A Dark Song follows Sophia, a grieving woman whose young son was taken from her, and occultist Joseph, who will perform a gruelling ritual to allow her to speak to him again. Although Joseph is offering her the one thing she wants, he is a troubled man with a short-temper, and Sophia becomes concerned that this ritual may not even work at all.
Written and directed by Liam Gavin, this is one of the more impressive and confident debuts I have seen and a tantalising start to his career. Gavin’s direction betrays his boldness with its perfectionism and attention to detail, as he deliberately keeps his audience in the dark in terms of the supernatural ambiguity of the narrative. There are no jump scares, indulgent gore or shaky camerawork that a lot of horror films use to pretend that they’re actually scary. A Dark Song breaks with the modern horror cliches and relies on his masterfully created atmosphere to set a truly terrifying experience.
The script is brilliant as well, with the incredible depth given to the two characters providing a strong emotional core, adding an extra dynamic to the already palpable sense of dread. The dialogue is authentic and often quite insightful, making the audience feel like we are flies on the wall, observing these two very real people dabble with something potentially dangerous. Gavin smartly keeps the audience unaware of the purpose of a lot of these strange rituals; we learn as Sophia learns, and are just as immersed, afraid, and perplexed as she is. The most effective thing, though, is that these two characters are, essentially, very normal. Joseph isn’t an eccentric lunatic and Sophia isn’t gullible and unreasonably headstrong like a lot of female characters in horror films are. They are both just human beings struggling with life’s problems and A Dark Song is all the more effective for it as we experience the proceedings through their eyes.
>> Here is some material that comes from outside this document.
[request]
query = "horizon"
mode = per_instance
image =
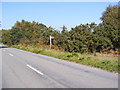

The production design in this is superb, with every room in the house dripping with menace and the bleak and groggy exteriors of the surrounding countryside ensuring a intensely claustrophobic atmosphere. The restrained use of the religious iconography and paraphernalia is perfectly captured by the subtle and controlled camerawork that uses extended still-shots rather than kinetic manoeuvring. The sound design is also perfect, with Ray Harman’s ominous soundtrack complementing the spine-chilling visuals and using complete silence when it counts, making for some horrifically tense sequences.
Although the relationship between Sophia and Joseph is one of the most compelling aspects of the film, this is very much Sophia’s journey, as it’s her suffering this ritual is supposed to be alleviating. Forced to submit to every demand Joseph throws at her and exploited at every opportunity, these cruel commands coupled with the initial uneventfulness of the ritual leaves her spiritually and physically broken, all the more easy for Joseph to further take advantage of her. Actress Catherine Walker portrays this role with bruising vulnerability and she is an emotional powerhouse. Steve Oram as Joseph Solomon is the stern, abrasive, outspoken opposite to Sophia’s quiet sensitivity. He oozes a hidden bitterness that gives A Dark Song yet another vicious edge. His performance is energetic and confrontational, but never exaggerated. It’s thanks to both of these fantastic performances that make sure the film remains authentic and natural.
A Dark Song is a disturbing, clever, nail-bitingly tense horror movie that feels like it was made by a veteran. Passion bleeds from every frame, and it’s not only a masterwork of genre craftsmanship but also of sorrowful storytelling. Utterly unique and daring, you won’t find another movie that uses religious and supernatural themes quite like this one. Without hyperbole, I’m willing to say that this was the most terrified I have been watching a movie in the last decade.
An absolutely petrifying, bone-chilling, hauntingly sinister horror movie with some of the most dreadful atmospheres I have ever experienced, A Dark Song is also one of the best movies I have seen in many years. The direction and craftsmanship is immaculate, the tense pacing elevates the claustrophobia, and the entire film is filled with striking imagery. This bizarre but audacious film deserves to go down as one of the most memorable pieces of cinema that the horror genre has produced in a long while.